脱走兵
昔、大東亜戦争中、俺が配属され働いているこの駅から大勢の将兵が最前線に向けて出陣していった。
そのせいか戦争が終わった後も、大勢の将兵が軍歌を唄い軍靴の音を響かせながら駅舎の中に入って来る姿や、最終電車が去ったホームに蒸気機関車が止まり大勢の将兵が乗り込む姿が目撃されている。
目撃されるだけで無く、「右向けー右」と言った号令や何処からともなく聞こえて来る軍歌を聞いた駅員も多数いた。
俺は死んだ曾爺様にそっくりな顔だと爺様や親父に以前言われた事がある。
その曾爺様は駅の近くの陸軍の駐屯地の部隊に徴兵され入隊していた。
しかし入隊する前から共産主義に感化されていて、こんな国の為に死にたく無いと脱走。
この駅に多数いた共産主義の同志に駅員の偽の身分を与えられ駅員として潜伏。
曾爺様が所属していた部隊もこの駅から前線に向けて出動し、南方の何処かの島で文字通りに玉砕したらしい。

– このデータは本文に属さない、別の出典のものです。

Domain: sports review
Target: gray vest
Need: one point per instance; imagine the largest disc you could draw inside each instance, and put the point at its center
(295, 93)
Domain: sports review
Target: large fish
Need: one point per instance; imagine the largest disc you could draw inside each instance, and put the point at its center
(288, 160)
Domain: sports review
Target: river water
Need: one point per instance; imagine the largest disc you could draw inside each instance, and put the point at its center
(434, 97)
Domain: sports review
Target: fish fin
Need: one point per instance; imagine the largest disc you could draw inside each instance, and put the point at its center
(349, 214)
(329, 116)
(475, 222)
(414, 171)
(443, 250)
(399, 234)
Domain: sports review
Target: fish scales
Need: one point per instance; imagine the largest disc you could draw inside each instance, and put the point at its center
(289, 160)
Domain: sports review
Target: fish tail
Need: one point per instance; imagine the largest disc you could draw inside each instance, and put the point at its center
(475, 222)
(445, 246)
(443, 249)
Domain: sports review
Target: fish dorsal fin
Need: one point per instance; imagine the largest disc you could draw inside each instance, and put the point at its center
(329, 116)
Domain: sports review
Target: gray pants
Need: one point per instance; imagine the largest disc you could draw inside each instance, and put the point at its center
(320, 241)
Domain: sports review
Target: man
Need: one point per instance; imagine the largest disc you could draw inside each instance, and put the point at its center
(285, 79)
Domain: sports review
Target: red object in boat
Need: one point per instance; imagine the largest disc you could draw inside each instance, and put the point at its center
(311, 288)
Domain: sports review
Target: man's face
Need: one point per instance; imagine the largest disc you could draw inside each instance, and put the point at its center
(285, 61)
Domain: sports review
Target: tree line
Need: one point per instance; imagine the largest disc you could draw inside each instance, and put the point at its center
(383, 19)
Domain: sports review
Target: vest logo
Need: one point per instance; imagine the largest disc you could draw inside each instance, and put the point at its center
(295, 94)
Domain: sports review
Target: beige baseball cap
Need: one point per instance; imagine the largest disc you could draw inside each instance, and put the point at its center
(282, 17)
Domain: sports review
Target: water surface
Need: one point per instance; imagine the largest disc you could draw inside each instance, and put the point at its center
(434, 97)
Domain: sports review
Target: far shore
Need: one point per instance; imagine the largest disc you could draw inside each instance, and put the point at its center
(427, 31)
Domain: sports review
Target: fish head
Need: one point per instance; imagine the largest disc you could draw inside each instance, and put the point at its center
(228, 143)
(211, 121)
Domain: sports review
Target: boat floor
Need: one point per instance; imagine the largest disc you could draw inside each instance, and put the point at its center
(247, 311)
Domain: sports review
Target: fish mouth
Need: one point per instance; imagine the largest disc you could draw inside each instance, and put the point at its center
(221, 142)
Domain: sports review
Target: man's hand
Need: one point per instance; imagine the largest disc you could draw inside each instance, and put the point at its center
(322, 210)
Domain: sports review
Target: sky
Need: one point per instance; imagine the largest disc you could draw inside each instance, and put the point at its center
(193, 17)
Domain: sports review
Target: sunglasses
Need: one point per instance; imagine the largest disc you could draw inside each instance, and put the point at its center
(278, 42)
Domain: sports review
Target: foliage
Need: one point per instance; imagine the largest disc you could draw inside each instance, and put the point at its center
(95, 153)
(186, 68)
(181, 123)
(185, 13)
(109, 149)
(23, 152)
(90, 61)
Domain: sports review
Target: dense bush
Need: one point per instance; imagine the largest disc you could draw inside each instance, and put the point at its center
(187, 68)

深夜、最終電車を見送った俺の肩が後ろから叩かれ声を掛けられる。
「貴様! こんな目と鼻の先に潜伏していたのか。
オーイ! 皆見ろ。
脱走した三木がいたぞ!」
振り向くと旧日本軍の兵士の格好をした男がいて、何も無い空間から次々と同じ格好の男達が現れ俺を取り囲む。
「違います! 人違いです!」
俺は弁明する。
だが取り囲んでいた男達の1人が被っていた制帽を俺の頭から叩き落として言う。
「髪を伸ばしたくらいで、同じ釜の飯を食った俺の目を誤魔化せると思うな!」
最上級者らしい男が周りの者達に指示を出す。
「小隊長に報告するのは後で好い、取りあえず乗車させろ」
「違います! 違います!」
必死に弁明するのも虚しく、何時の間にかホームの前に止まっていた蒸気機関車に連結された客車の中に担ぎ込まれる。
ゴットン、俺を乗せた蒸気機関車が動き出す。
ホームの上にポツンと制帽が残され、駅舎で三木が戻って来るのを待っている同僚の耳に、蒸気機関車の汽笛が響いていた。